On Wed, May 20, 2026, David Woodhouse wrote:
> On Wed, 2026-05-20 at 13:44 -0700, Sean Christopherson wrote:
> >
> > + /*
> > + * If the TSC counts at a constant frequency across P/T states,
> > counts
> > + * in deep C-states, and the TSC hasn't been marked unstable, treat
> > the
> > + * TSC reliable, as guaranteed by KVM. Note, the TSC unstable check
> > + * exists purely to honor the TSC being marked unstable via command
> > + * line, any runtime detection of an unstable will happen after
> > this.
> > + */
> > + if (boot_cpu_has(X86_FEATURE_CONSTANT_TSC) &&
> > + boot_cpu_has(X86_FEATURE_NONSTOP_TSC) &&
> > + !check_tsc_unstable())
> {
> > + tsc_properties = TSC_FREQ_KNOWN_AND_RELIABLE;
>
> kvmclock = 0; /* Why use it if the TSC works? The kvmclock exists
> *purely* to work around a TSC which *doesn't*
> have those properties checked above. */
kvmclock still provides SYSTEM_TIME and WALL_CLOCK :-/
> }
>
> I was going to say PVCLOCK_TSC_STABLE_BIT, and maybe we should check
> that *too* for paranoia?
No? PVCLOCK_TSC_STABLE is property of kvmclock more than it's a property of the
TSC itself.
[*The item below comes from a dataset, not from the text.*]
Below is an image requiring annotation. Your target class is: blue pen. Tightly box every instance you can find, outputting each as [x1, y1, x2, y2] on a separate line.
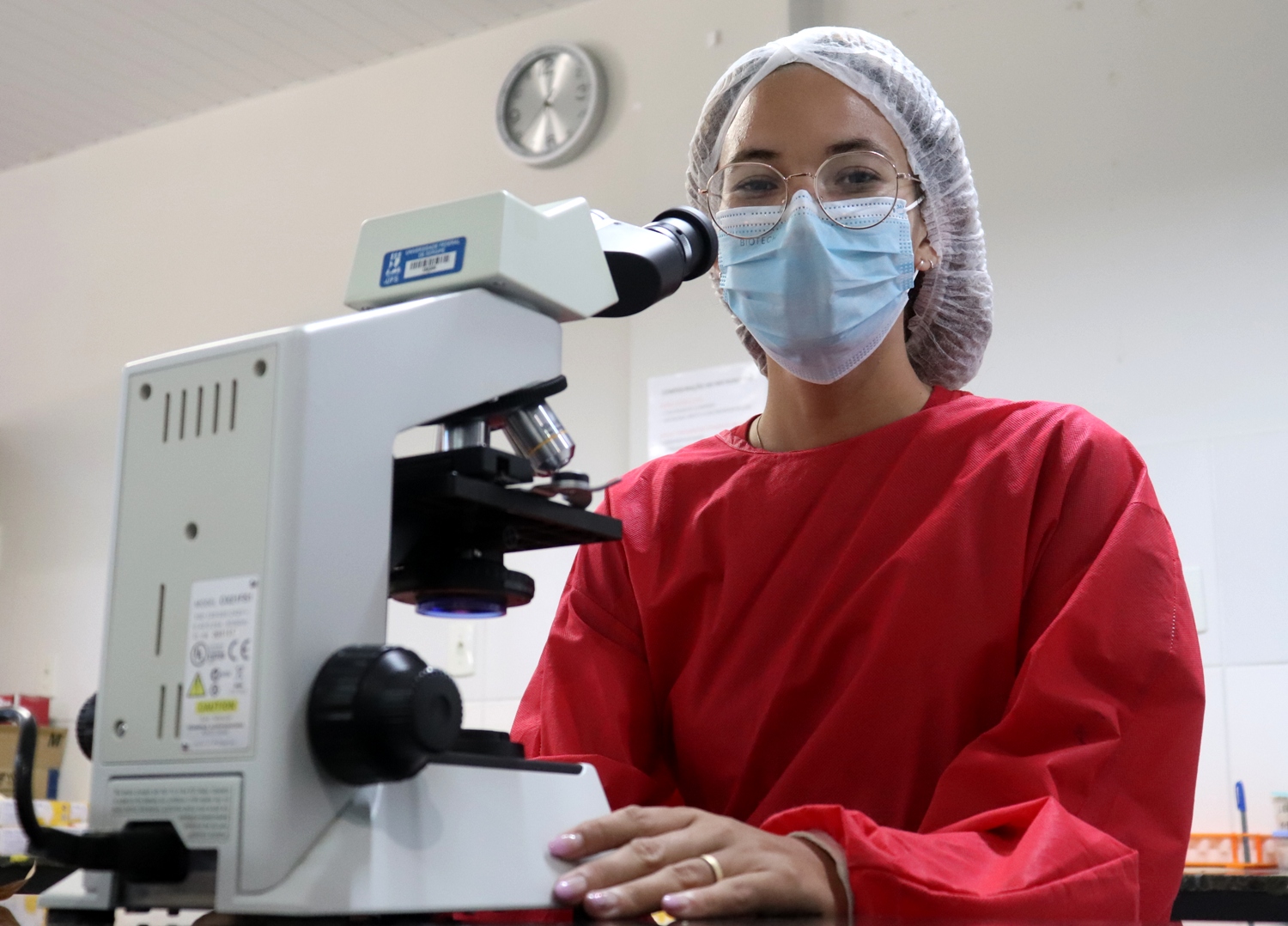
[1234, 782, 1252, 866]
And for the no-kvmclock case, we most definitely don't want to
setup
kvmclock just to query that flag.
> But hopefully the checks you have above are equivalent?
They aren't as paranoid, but if the host enumerates CONSTANT+NONSTOP TSC despite
KVM-the-host not being able to advertise PVCLOCK_TSC_STABLE_BIT, then the VMM
done
messed up.
> > +
> > + kvm_tsc_khz_cpuid = kvm_para_tsc_khz();
> > +
> > + /*
> > + * If provided, use the TSC (and APIC bus) frequency provided in
> > KVM's
> > + * PV CPUID leaf even if kvmclock itself is disabled via command
> > line.
> > + * The PV CPUID information isn't dependent on kvmclock in any way,
> > and
> > + * in fact using the precise information is *more* important when
> > the
> > + * user has explicitly disabled kvmclock to force the kernel to use
> > the
> > + * TSC as its clocksource.
> > + */
> > + if (!kvmclock) {
> > + if (kvm_tsc_khz_cpuid)
> > + tsc_register_calibration_routines(kvm_get_tsc_khz,
> > + kvm_get_cpu_khz,
> > + tsc_properties);
> > + return;
> > + }
> > +
>
>
> Regardless of the above, why not just register these here
> unconditionally, and remove the later call that does the same?
Because if kvmclock=n, it's only safe to call kvm_get_tsc_khz() if
kvm_tsc_khz_cpuid
is non-zero, other wise the "else" path will hit a NULL pointer deref when
trying
to get the frequency from the PV clock struct:
return kvm_tsc_khz_cpuid ? : pvclock_tsc_khz(this_cpu_pvti());